Yesterday brought exciting news on the ZFS and Ubuntu fronts—experimental ZFS root support in the installer for Ubuntu’s upcoming interim release, Eoan Ermine. The feature appeared in the 2019-10-09 daily build of Eoan—it’s not in the regular beta release and, in fact, wasn’t even in the “current daily” when we first went to download it. It’s that new! (Readers wanting to play with the new functionality can find it in today’s daily build, available here.)
Ars takes a look at this feature that’s clearly in still in alpha.
Does this mean BTRFS has stalled? It was supposed to be ZFS but better (well, covered by the GPL)…
brtfs progress has been slow.
Simple usage of btrfs seem to mostly OK. But occasionally on the mailing list you still see emails like this:
https://www.spinics.net/lists/linux-btrfs/msg93095.html
Which seems to suggest it does still fail some of the time.
Btrfs is deprecated by even redhat since 2017
https://lists.fedoraproject.org/archives/list/[email protected]/thread/YHOOGJWGKDFZ4KZEV3MLTCJTA3VKW2PS/?sort=date
Reading through the comments on the article, it’s apparent that BTRFS isn’t going anywhere – a few short years ago an article about ZFS on Ars would’ve been full of people saying how BTRFS would soon be the superior solution and ZFS was ultimately a dead end.
Now, I didn’t see a single comment supporting it over ZFS, and all the comments say the same thing – it’s fine for simple volumes on single disks, and using snapshots and maybe a couple other features, but anything more complex and it’ll eat your data. And, apparently it’s been that way for a while.
It’s telling that SuSE, arguably the biggest proponent and supporter of BTRFS, will default to XFS when creating anything more complex than a couple of volumes on a singe disk.

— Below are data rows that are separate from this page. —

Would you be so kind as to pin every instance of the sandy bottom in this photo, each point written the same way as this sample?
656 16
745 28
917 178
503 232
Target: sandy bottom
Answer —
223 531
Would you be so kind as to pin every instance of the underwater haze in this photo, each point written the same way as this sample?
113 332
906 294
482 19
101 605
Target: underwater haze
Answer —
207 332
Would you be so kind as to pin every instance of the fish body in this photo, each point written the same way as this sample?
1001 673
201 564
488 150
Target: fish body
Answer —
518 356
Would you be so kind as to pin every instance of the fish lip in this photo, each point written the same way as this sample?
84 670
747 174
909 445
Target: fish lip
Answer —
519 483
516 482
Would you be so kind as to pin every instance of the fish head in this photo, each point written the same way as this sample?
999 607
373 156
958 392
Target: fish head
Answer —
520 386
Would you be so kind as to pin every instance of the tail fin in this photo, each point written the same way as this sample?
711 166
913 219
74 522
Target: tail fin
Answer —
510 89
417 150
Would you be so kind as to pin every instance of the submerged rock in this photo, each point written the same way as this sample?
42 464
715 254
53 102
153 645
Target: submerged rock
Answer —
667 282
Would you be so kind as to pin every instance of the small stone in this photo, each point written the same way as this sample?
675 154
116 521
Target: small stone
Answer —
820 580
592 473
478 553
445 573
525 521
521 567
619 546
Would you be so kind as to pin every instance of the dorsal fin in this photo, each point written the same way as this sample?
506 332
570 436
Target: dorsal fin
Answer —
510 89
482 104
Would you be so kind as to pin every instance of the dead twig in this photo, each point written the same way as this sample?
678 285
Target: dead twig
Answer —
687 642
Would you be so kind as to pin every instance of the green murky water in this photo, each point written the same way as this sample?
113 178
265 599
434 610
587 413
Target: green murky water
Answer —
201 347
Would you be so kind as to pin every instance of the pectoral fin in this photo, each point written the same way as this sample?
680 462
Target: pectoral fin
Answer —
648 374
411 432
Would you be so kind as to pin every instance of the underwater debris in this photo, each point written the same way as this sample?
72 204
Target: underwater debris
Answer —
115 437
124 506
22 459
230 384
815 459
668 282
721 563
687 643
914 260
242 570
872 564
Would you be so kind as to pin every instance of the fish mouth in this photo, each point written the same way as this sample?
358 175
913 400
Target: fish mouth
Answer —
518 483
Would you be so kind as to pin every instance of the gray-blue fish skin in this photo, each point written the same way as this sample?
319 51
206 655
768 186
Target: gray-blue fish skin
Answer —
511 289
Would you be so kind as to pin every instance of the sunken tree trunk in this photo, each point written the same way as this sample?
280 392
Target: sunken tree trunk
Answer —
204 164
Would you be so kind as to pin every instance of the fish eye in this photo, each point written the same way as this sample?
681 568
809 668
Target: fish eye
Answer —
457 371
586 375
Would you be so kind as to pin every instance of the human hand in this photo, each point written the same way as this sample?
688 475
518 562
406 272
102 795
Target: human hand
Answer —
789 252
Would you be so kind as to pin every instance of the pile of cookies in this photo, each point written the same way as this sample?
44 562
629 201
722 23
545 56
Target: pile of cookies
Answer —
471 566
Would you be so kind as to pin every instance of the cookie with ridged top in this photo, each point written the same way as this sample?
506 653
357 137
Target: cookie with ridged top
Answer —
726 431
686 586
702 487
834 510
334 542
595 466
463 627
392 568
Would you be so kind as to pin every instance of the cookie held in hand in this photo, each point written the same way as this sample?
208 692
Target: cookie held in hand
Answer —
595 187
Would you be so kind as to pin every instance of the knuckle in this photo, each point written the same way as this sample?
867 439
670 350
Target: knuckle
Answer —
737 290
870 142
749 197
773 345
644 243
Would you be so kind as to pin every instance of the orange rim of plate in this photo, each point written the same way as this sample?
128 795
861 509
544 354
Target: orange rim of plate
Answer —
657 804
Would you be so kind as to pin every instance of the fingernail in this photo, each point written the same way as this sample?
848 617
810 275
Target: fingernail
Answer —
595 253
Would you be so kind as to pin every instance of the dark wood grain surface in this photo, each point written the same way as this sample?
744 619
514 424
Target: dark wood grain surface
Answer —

I wouldn’t say BTRFS is dead.
If you look at the BTRFS mailinglist archive you can see there are many more patches now than support/help requests by users.
This is both good and bad: I think the number of patches went up (actually fixing things and adding what is needed) and possibly the number of users went down.
And ZFS still has a big problem, no friends with the mainline Linux developers:
https://www.phoronix.com/scan.php?page=news_item&px=ZFS-On-Linux-5.0-Problem
Lennie,
Since I haven’t been following, can anyone say if they ever resolved the licensing issue?
I found these opinions:
https://ubuntu.com/blog/zfs-licensing-and-linux
https://sfconservancy.org/blog/2016/feb/25/zfs-and-linux/
It seems ubuntu’s stance is that they’re pretty much going to ignore the GPL incompatibility because it’s a module, but this goes against the FSF stance that under the GPL binary code linked at runtime still needs to be GPL compliant. This is exactly with LGPL was created for to allow runtime linking, however linux is under the GPL and not LGPL. So if ubuntu’s interpretation is allowed to stand, that might significantly weaken the GPL supposing others start to apply the very same logic to other incompatible licenses… anyone have more info on this?
It means Ubuntu believes ZFS to be a better bet for Ubuntu. Reading more than that into it is unwise.